Sally Buck: ‘You look real nice, lover boy, real nice. Make your old grandma proud. You’re gonna be the best-looking cowboy in the whole parade.’
From the opening scenes with Jon Voight in his cowboy suit and Stetson leaving his small town to become a male prostitute in New York, Midnight Cowboy is simultaneously sad and beautiful. The atmospheric soundtrack, Harry Nilsson’s Everybody’s Talkin’ transported me back to the ‘70’s. Bob Dylan’s Lay Lady Lay was considered at one time. The opening took me back to coach tours I did around Australia when younger and the disorientating feeling of being on coaches for days with different people coming and going.
Both Voight and the brilliant Dustin Hoffman are perfectly cast as Joe Buck, the Super stud cowboy and Dustin as Ratso – Enrico Salvatore Rizzo, a cripple who lives like a rat in New York City and who yearns for a better life in Florida.
Dustin was fresh from The Graduate (another of my favourite films) and was nearly passed over as being too pretty and short for street-wise Ratso, but thankfully, Dustin won the part by meeting with director, John Schlesinger in a seedy New York bar to prove he could fit in and showed him a waiter working in a diner who was his image of what Ratso would look like if he had been successful. Dustin wasn’t interested in being a film star, he wanted to portray real people and was willing to take risks with his creative choices.
Voight is also excellent in his debut role as the damaged, naïve handsome, gum-chewing cowboy who wants to make his fortune by having sex with older New York women (although things don’t run to plan and he eventually has to perform sexual favours for men). It’s in the thankfully brief shocking montages that we understand the trauma in Joe’s past that turned him into the Midnight Cowboy. He’s painful to watch as he struggles to survive in the harsh world he once strutted so fearlessly into.

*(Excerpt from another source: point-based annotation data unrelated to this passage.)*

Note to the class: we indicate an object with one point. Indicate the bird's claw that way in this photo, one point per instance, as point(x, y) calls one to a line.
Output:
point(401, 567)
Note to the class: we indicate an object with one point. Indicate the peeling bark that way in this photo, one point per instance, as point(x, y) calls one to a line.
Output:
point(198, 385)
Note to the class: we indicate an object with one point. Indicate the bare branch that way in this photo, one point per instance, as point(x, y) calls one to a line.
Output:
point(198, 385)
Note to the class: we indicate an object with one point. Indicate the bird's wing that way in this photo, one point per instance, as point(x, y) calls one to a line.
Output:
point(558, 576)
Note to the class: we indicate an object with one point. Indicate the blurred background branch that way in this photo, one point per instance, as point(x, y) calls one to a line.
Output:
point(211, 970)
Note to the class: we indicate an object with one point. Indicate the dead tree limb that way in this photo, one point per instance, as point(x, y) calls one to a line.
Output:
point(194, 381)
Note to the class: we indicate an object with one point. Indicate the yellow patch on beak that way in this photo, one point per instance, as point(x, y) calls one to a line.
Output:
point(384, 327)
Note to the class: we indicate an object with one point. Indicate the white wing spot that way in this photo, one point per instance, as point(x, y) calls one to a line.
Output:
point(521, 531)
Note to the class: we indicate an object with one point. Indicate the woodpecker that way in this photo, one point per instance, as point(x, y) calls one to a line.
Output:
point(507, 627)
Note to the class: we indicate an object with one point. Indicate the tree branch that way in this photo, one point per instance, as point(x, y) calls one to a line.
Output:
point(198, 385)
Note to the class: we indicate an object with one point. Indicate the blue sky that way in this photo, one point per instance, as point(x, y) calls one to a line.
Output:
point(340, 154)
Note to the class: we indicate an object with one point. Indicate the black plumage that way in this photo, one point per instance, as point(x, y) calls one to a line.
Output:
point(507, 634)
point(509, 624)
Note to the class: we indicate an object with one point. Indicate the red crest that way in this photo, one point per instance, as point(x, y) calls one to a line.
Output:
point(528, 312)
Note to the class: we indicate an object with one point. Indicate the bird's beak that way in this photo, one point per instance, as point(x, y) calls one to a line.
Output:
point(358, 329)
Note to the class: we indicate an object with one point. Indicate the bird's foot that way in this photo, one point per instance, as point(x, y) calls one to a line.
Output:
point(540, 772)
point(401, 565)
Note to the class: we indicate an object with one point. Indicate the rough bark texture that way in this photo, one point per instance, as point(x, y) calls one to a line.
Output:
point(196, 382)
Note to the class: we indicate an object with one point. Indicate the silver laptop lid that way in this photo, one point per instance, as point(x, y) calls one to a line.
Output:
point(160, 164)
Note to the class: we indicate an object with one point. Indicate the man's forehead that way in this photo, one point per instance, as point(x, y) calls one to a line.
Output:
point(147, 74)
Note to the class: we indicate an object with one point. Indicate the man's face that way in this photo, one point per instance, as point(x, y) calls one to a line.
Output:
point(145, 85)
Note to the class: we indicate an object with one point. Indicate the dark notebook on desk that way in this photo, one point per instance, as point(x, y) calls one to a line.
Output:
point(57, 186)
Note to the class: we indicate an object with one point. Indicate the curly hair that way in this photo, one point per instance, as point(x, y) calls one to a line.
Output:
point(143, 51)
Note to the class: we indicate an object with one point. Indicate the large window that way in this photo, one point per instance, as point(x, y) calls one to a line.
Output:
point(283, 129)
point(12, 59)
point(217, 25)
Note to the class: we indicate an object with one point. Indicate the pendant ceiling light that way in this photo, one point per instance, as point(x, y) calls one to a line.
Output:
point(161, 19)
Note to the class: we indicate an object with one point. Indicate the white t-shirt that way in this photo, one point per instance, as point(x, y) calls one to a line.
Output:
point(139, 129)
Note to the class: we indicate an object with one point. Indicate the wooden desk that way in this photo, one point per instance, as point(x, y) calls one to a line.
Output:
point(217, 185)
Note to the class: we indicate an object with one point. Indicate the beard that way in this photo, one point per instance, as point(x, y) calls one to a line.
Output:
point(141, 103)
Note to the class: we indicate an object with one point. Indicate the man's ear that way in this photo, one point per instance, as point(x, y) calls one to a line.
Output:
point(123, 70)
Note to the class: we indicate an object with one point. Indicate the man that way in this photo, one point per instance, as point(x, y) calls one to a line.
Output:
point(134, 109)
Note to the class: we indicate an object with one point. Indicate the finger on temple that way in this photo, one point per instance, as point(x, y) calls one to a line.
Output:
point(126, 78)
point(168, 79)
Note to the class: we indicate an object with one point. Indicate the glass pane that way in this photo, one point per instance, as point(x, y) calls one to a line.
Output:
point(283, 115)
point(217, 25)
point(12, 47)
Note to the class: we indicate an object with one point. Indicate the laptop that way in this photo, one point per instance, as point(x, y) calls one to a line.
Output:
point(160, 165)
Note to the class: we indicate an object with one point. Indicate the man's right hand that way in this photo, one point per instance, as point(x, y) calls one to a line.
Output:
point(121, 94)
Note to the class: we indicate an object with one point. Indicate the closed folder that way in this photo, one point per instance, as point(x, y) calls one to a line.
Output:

It’s a film of male friendship, survival, loneliness, desperation, a strange love letter to New York city and the eccentric, flamboyant, shadowy damaged inhabitants inhabiting her bars and streets. It’s about poverty and people made homeless by development.
Midnight Cowboy came out in 1969 when America was at war with Vietnam and demonstrations were rife. The Manson family had just shocked Hollywood and the world with its sadistic murders. Neil Armstrong was the first man to walk on the moon watched by 650 million people around the world. The times were definitely changing.
It was adapted for screen by Waldo Salt (Truman Capote was one of the writers to turn it down.)
James Leo Herlihy wrote the 1965 novel.
The film won Oscars for Best Director, Best Picture, and Best Adapted Screenplay. It was the first X-rated movie to win an Oscar. It also won five BAFTA awards. Both Voight and Hoffman lost out on the Best Actor to John Wayne for his role in True Grit.